Une tragédie comme tant d’autres.
Il y a quelques années, Florent m’avouait avoir dérapé. Le soleil se couche sur les Alpes du Sud. On venait de dévaler les pistes enneigées d’une petite station de ski. Epuisés mais tellement ravis, sur le chemin du retour, il fond en larmes. Il pensait être fort, il voulait attendre, rêvait même de mariage. Son idéal n’est peut être pas commun. Tout le monde couche avec sa copine, non ? Mais ce jour là, son rêve est parti en fumée, consumé en quelques instants.
Théo, lui, est un adolescent que j’ai pu encadrer lors d’une colonie de vacances, dans les Hautes Alpes. Un soir, tous les deux assis dans l’herbe grasse, alors que le crépuscule descend lentement sur les montagnes qui dessinent l’horizon, il me partage son histoire. Son père, il ne l’a jamais connu. Et ce soir là, cette trahison n’a trouvé de forme que dans les larmes qui trempent mon t-shirt blanc. Mes bras deviennent un piètre refuge pour les sanglots de cet adolescent en quête d’identité.

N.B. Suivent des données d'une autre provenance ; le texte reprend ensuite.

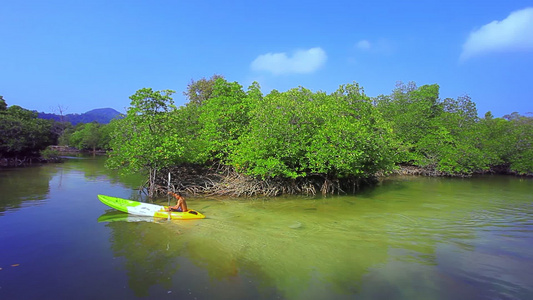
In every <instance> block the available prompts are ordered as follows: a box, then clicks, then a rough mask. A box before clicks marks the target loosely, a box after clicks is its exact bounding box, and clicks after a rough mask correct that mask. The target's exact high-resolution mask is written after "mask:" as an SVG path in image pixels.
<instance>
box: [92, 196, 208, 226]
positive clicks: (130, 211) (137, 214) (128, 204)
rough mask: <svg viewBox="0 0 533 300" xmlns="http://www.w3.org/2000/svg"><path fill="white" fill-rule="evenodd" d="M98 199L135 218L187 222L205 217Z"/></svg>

On a beau être des hommes, sous nos masques, les larmes en disent long sur nos peines comme sur nos joies. Derrière la paroi de verre d’un bloc opératoire comme de l’autre côté du parloir, chacune de ces larmes sont le témoignage d’une fracture entre un idéal et l’échec qui nous poursuit. Dans cette lutte perpétuelle entre la vie et la mort, l’amour et la haine, le divin et l’humain, ce monde ne semble pas pouvoir offrir de joies sans nous infliger son lot de peines.
Les larmes de Dieu.
Dans son évangile, Jean, l’un des disciples de Jésus, évoque l’histoire d’une résurrection stupéfiante. Il est question d’un homme appelé Lazare, frère de Marie et Marthe, que Jésus comptait parmi ses proches. Lorsque Lazare décède, tout un cortège de pleureuses accompagne ses sœurs comme le voulait la tradition juive. La situation rappelle une tragédie grecque dont le déroulement ne laisse entrevoir qu’une fin irrévocable, privée de tout espoir. On avait pourtant prévenu Jésus, l’ami du défunt, mais Il ne rejoint la famille endeuillée qu’au bout de quatre jours. Autant vous dire que le cadavre momifié devait empester dans la tombe dans laquelle on l’avait allongé. Au delà du miracle qu’Il s’apprête à opérer, une chose interpelle. Jésus se met à pleurer. Des larmes coulent sur son visage, le cœur envahi par l’émotion. Comment est-ce possible ? N’est-Il pas Dieu ? N’a-t-Il pas guéri l’aveugle et le lépreux ? Pourquoi donc ces larmes ? S’Il connaissait l’issue de ce fait divers bientôt relayé par le bouche-à-oreille local, pourquoi se laisse-t-Il gagner par le tumulte des émotions ?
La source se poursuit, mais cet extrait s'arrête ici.